7 Take a Steamy Shower
Steamy showers moisturize your nasal passages and relax you. If you’re dizzy from the flu, run a steamy shower while you sit on a chair nearby and take a sponge bath.
8 Use a Salve Under Your Nose
A small dab of mentholated salve under your nose can open breathing passages and help restore the irritated skin at the base of the nose. Menthol, eucalyptus, and camphor all have mild numbing ingredients that may help relieve the pain of a nose rubbed raw.
9 Apply Hot or Cold Packs Around Your Congested Sinuses
Either temperature works. You can buy reusable hot or cold packs at a drugstore. Or make your own. Take a damp washcloth and heat it for 55 seconds in a microwave (test the temperature first to make sure it’s right for you.) Or take a small bag of frozen peas to use as a cold pack.
10 Sleep With an Extra Pillow Under Your Head
This will help relieve congested nasal passages. If the angle is too awkward, try placing the pillows between the mattress and the box springs to create a more gradual slope.
11 Don’t Fly Unless Necessary
There’s no point adding stress to your already stressed-out upper respiratory system, and that’s what the change in air pressure will do. Flying with cold or flu congestion can temporarily damage your eardrums as a result of pressure changes during takeoff and landing. If you must fly, use a decongestant and carry a nasal spray with you to use just before takeoff and landing. Chewing gum and swallowing frequently can also help relieve pressure.

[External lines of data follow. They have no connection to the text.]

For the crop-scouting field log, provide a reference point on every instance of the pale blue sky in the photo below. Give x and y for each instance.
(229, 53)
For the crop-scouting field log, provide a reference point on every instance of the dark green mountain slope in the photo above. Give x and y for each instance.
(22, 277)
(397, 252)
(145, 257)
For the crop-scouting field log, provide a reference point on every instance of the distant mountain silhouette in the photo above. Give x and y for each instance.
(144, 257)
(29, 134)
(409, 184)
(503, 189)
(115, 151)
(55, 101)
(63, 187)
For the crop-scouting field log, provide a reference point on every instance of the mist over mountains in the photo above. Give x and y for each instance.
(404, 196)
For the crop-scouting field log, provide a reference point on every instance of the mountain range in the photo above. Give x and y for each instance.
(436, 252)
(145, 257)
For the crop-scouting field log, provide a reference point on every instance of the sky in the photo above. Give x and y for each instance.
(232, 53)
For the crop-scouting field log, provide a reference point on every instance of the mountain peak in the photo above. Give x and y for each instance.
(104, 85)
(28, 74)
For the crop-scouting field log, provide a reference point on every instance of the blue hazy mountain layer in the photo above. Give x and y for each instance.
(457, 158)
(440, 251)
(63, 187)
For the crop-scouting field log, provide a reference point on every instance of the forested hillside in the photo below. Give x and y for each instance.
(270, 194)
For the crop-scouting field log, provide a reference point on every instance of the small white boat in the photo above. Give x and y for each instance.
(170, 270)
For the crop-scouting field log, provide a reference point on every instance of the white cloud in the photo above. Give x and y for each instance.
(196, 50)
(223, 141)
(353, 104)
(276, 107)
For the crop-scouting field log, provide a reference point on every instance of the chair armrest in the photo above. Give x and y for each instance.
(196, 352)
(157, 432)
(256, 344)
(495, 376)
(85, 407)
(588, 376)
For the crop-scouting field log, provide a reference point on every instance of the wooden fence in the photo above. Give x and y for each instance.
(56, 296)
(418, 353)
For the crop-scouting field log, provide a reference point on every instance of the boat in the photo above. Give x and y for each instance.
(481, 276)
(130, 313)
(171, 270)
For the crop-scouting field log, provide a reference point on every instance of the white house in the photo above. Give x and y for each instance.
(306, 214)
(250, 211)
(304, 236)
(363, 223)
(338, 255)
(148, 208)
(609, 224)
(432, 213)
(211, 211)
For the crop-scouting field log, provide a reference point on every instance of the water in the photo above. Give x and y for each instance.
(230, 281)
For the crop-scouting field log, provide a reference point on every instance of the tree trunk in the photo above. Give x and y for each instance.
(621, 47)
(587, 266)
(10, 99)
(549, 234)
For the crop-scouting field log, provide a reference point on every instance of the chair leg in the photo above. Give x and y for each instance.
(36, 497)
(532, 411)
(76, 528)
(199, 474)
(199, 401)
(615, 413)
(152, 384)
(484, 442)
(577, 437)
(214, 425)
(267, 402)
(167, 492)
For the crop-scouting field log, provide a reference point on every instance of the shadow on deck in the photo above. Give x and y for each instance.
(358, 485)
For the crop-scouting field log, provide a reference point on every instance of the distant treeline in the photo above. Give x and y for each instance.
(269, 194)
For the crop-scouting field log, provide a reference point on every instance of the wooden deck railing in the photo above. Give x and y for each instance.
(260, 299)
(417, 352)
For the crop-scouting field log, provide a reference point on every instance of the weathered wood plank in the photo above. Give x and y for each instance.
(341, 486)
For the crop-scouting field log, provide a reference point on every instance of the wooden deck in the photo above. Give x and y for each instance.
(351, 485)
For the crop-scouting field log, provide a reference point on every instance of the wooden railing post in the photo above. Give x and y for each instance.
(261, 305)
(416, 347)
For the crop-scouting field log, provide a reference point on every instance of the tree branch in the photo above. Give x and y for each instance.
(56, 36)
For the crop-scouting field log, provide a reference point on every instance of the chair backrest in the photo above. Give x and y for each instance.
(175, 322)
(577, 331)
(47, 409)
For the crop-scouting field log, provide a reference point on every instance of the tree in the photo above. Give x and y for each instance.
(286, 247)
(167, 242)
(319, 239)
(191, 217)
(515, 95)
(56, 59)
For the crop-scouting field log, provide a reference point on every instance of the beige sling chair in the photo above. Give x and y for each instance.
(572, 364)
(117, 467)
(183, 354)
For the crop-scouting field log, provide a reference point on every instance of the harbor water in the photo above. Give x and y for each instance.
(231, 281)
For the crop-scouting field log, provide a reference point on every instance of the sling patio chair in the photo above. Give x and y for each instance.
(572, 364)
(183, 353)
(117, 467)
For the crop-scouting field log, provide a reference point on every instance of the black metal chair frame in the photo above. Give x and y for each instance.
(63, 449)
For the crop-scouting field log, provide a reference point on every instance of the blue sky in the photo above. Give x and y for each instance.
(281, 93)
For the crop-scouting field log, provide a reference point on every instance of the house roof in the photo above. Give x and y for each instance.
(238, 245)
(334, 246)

12 Eat Infection-Fighting Foods
Here are some good foods to eat when you’re battling a cold or flu:
* Bananas: Soothe upset stomachs.
* Bell Peppers: Loaded with vitamin C.
* Blueberries: Curbs diarrhea, high in natural aspirin. (May lower fevers and help with the aches and pains.)
* Carrots: Loaded with beta-carotene.
* Chili Peppers: Can open sinuses, and help break up mucus in the lungs.
* Cranberries: Help prevent bacteria from sticking to cells lining the bladder and urinary tract.
* Mustard & Horseradish: Helps break up mucus in air passages.
* Onion: Has phytochemicals purported to help the body clear bronchitis and other infections.
* Rice: Curbs diarrhea.
* Tea: Black and green tea (not herbals) contain catechin, a phytochemical purported to have natural antibiotic and anti-diarrhea effects.
Remember, serious conditions can masquerade as the common cold, such as sinus infections, bronchitis, meningitis, strep throat, and asthma. If you have severe symptoms, or feel sicker with each passing day, call your doctor.